Including the postseason, the Dodgers are now 8-2 this season when Ryu starts at Dodger Stadium. The lefty has yielded 12 runs (seven earned) in 61 2⁄3 innings to the tune of a 1.02 ERA in those 10 games.
“I can’t think of a really good reason why I’m so good at the home stadium, but having the fans behind my back definitely helps,” said Ryu. “And leading the season strong a couple of games at home definitely made me build more confidence going into the future outings, too.”
Ryu has come a long way since having surgery on a torn labrum in his left shoulder prior to the 2015 season, ending his year before it began. Since having the surgery, the 31-year-old has made 39 starts over the past two seasons, after making just one in 2016.
Entering Thursday, Ryu hadn’t pitched in the postseason since 2014.
“When I decided to do the surgery back then, it was under the premise that I would get back to the mound almost as good as I was before,” Ryu said. “Definitely the three years of the process was tough, but tonight seemed to be the fruition of all that hard work that I put in.”
Justin Turner raved about his teammate earlier this week, saying there would’ve been Cy Young Award discussion had Ryu been healthy all year. “He’s a low-pulse guy,” said Turner. “He never gets too up, never gets too down. He kind of ho-hums his way through stuff. He’s got four quality pitches and his location was unbelievable.”
The success rate for a major league pitcher to return to the level they were competing at pre-surgery after a torn labrum is relatively low. It took the better part of three years for the Dodgers to get Ryu back to the level he’s at now, and he is rewarding their patience.
“It’s remarkable. It really is,” said Roberts. “And I think that you see guys that are a lot more emotional, vocal, but don’t have the same compete as Hyun-Jin. And it’s -- a lot of it is that inner drive and fire and compete.”
“Many teammates have told me that this guy has ice in his veins, and he’s a big-game pitcher. And the more I’ve gotten to see him execute pitches in big spots, it’s kind of come to fruition. And this year, even with what he went through, he was determined to get back here.”
Ryu wasn’t happy that he wasn’t included in the 2017 postseason run for the Dodgers.

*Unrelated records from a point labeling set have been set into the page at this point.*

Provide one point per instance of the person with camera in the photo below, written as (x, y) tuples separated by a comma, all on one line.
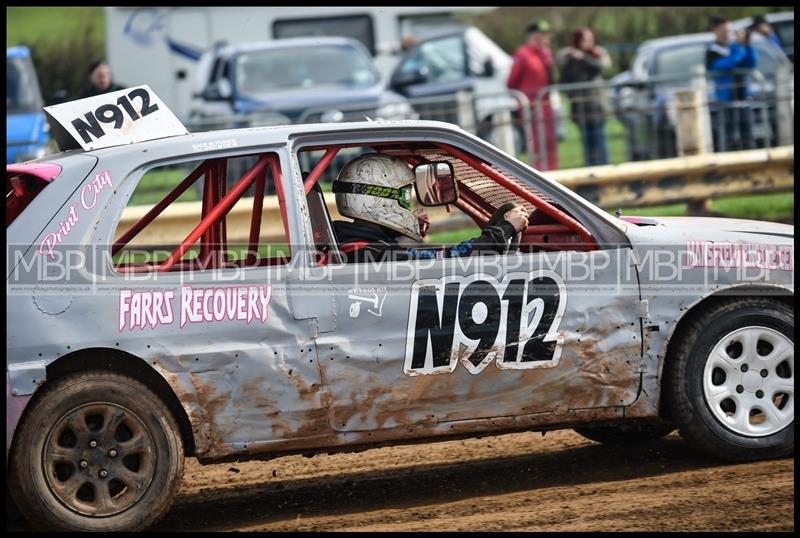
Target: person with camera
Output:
[(727, 62)]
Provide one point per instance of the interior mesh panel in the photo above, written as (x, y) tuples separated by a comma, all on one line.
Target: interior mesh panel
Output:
[(489, 191)]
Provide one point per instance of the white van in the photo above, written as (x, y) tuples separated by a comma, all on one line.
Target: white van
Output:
[(161, 46)]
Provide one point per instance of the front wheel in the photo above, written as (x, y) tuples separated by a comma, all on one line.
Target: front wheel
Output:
[(730, 380), (96, 451)]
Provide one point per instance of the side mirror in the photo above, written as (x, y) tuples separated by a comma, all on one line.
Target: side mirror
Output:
[(417, 75), (436, 183), (488, 68)]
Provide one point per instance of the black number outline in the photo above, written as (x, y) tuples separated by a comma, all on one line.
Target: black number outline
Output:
[(461, 341), (144, 95)]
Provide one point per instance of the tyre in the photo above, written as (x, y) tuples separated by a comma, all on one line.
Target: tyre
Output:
[(638, 434), (96, 451), (730, 381)]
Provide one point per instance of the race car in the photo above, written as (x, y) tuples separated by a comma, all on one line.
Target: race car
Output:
[(253, 337)]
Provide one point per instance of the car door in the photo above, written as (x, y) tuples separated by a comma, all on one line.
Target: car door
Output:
[(426, 342)]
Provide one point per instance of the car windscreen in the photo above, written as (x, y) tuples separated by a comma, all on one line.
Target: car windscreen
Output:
[(22, 88), (265, 71)]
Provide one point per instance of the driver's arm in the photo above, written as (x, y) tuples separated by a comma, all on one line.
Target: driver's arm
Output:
[(494, 238)]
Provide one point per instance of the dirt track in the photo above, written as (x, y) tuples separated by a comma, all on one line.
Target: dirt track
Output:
[(512, 482)]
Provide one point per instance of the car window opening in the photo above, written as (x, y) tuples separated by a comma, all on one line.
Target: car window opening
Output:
[(206, 245)]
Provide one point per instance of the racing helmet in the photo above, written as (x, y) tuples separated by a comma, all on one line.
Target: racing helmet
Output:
[(377, 188)]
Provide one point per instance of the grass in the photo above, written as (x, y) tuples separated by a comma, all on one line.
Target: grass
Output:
[(157, 183), (26, 25)]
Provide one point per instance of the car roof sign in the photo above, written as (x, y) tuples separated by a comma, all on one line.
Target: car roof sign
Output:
[(112, 119)]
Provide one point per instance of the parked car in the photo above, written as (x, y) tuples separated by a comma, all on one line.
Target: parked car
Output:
[(464, 60), (644, 100), (293, 77), (27, 132), (782, 23), (129, 357)]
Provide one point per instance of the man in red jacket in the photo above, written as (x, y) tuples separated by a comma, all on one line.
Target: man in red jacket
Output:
[(533, 70)]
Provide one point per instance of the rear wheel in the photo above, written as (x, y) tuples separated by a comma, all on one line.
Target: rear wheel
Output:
[(730, 380), (637, 434), (96, 451)]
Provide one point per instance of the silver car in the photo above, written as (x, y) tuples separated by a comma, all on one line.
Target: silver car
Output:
[(251, 338)]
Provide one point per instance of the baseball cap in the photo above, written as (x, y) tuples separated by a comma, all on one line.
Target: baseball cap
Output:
[(538, 26)]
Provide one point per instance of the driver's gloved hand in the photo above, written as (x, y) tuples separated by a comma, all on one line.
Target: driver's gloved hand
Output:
[(498, 220)]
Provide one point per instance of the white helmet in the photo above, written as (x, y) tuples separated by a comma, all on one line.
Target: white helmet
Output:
[(377, 188)]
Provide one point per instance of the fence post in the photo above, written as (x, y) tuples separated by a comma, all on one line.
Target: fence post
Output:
[(503, 131), (692, 126), (465, 111), (784, 106)]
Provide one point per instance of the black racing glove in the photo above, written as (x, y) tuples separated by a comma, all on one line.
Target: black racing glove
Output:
[(498, 220)]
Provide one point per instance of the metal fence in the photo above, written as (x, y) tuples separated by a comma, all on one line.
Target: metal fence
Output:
[(586, 124), (665, 117)]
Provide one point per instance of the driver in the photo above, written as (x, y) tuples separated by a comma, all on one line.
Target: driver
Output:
[(375, 190)]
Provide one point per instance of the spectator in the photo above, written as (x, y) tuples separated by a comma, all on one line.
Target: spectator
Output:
[(408, 42), (730, 114), (100, 81), (761, 26), (583, 62), (533, 70)]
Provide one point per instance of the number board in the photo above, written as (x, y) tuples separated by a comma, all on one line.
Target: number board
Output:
[(112, 119)]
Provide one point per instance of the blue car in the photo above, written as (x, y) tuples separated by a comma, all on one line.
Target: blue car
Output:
[(27, 132), (298, 80)]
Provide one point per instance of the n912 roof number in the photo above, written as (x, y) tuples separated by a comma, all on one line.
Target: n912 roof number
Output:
[(113, 114)]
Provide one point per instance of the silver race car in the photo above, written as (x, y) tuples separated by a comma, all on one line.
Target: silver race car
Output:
[(238, 326)]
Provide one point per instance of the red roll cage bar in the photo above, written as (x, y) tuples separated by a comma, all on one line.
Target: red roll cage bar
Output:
[(215, 206)]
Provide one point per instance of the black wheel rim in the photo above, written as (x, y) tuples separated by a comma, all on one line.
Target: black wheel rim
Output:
[(99, 459)]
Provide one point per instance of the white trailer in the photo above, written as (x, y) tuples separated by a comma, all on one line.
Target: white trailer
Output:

But it was more for his lack of performance, going only 19 innings over his final five starts that saw him surrender 13 runs.
“I know it hurt him,” Roberts added. And so he was going to do everything he could to force our hand by performing to be in this position that he put himself in. So he’s in as good of shape as I’ve seen him in. And he’s worked his tail off to get here.”
Now the Dodgers turn the ball over to Kershaw with a 1-0 lead, giving the Braves the tough task of beating Los Angeles in three of four games if they want to go deeper in this postseason.